The above is a pretty technical way to describe equilibrium and how it works. A much more informal way to illustrate the concept of equilibrium, particularly the above example of two rational actors each having binary choice, is to think about what you might call the "walking toward each other in the high school hallway" scenario.
Suppose two people walk in different directions down a high school hallway (or any other type of area), that only has room for two people width-wise. The two open paths are the binary outcomes. If the two rational actors choose different binary outcomes that don’t conflict with each other, they will pass by each other and say hello. If they choose two conflicting binary outcomes – they’re walking in the same space, and one of them will need to yield.
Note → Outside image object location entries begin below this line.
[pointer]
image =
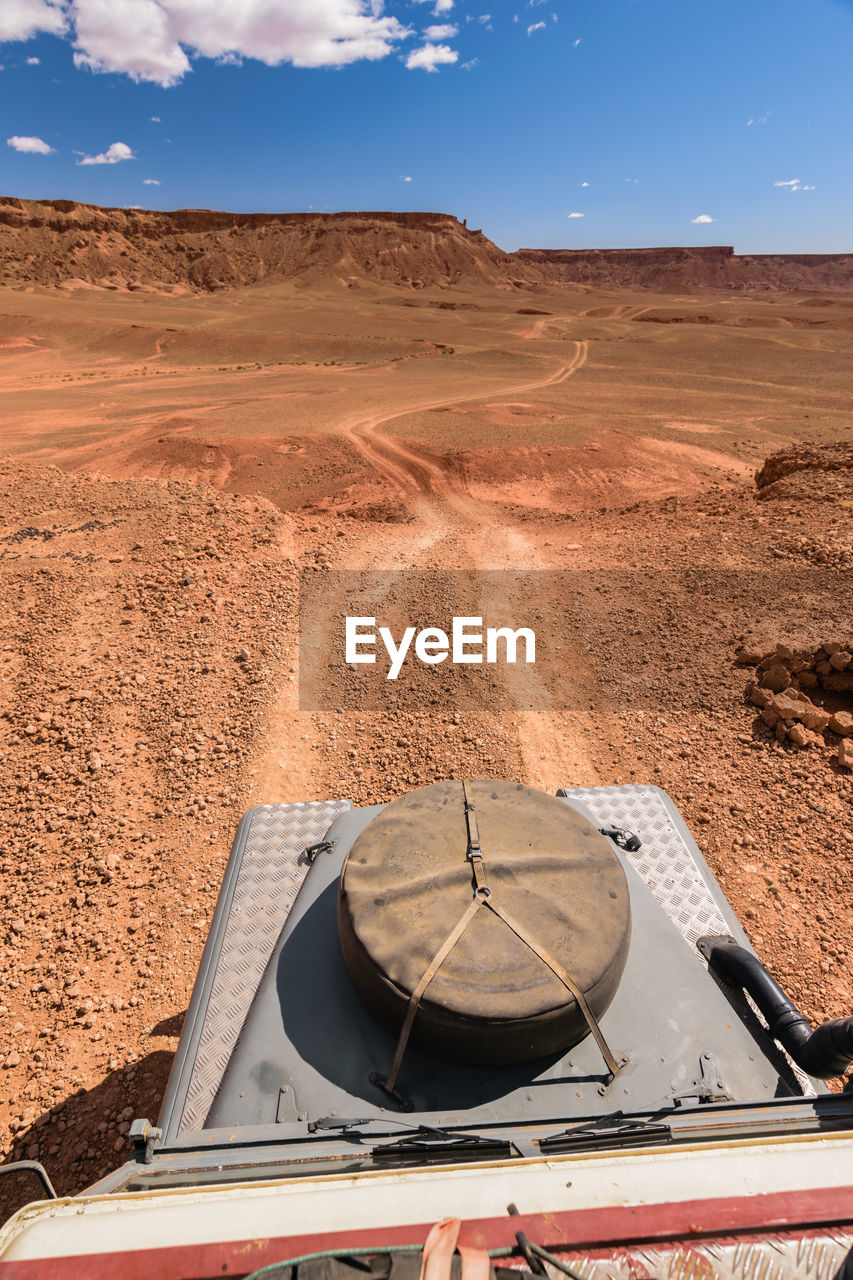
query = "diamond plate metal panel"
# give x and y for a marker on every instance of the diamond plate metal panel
(664, 862)
(811, 1257)
(669, 869)
(270, 876)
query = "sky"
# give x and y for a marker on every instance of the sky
(546, 123)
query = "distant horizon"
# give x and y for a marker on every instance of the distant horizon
(553, 124)
(427, 213)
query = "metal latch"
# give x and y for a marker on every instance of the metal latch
(144, 1134)
(624, 839)
(323, 846)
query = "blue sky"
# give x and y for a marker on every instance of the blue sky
(550, 123)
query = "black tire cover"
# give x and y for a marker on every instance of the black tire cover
(407, 881)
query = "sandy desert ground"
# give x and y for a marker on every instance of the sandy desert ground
(173, 464)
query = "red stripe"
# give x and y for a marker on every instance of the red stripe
(576, 1229)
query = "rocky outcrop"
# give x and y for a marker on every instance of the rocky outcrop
(51, 242)
(703, 266)
(59, 241)
(788, 672)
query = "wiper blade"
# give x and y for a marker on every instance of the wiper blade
(605, 1134)
(442, 1143)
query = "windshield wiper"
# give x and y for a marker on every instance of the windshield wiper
(609, 1132)
(419, 1139)
(425, 1141)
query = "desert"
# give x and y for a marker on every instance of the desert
(206, 411)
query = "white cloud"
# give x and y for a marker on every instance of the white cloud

In the above example, if the two rational actors choose the two compatible and non-conflicting outcomes, the general consensus is that neither one gains by changing their strategy – in this case their walking directions – if the other person does not change theirs.
The above constitutes an equilibrium that can be modeled in any given machine learning construct. Given this simple example, the outcome will always be the two rational actors cooperating, or in other words, two people walking past each other.
The opposite could be called a "disequilibrium" – if the two rational actors choose conflicting outcomes, as mentioned, one of them will have to yield. However, the ML program modeling this could be thrown into an infinite loop if both decide to yield – much like two people to move to try to accommodate each other and still continue to walk toward collision.
Equilibriums like the one above one will generally be used in machine learning to create consensus and stabilize models. Engineers and developers will look for those scenarios and situations that benefit from equilibriums, and work to change or handle those that don't. Looking at real-world examples that correspond to ML equilibriums, it’s easy to see how this kind of analysis in machine learning system is uniquely instructive for figuring out how to model human behavior by creating rational actors and agents. That's just one excellent example of how an equilibrium can be used to make advances in the application of machine learning systems.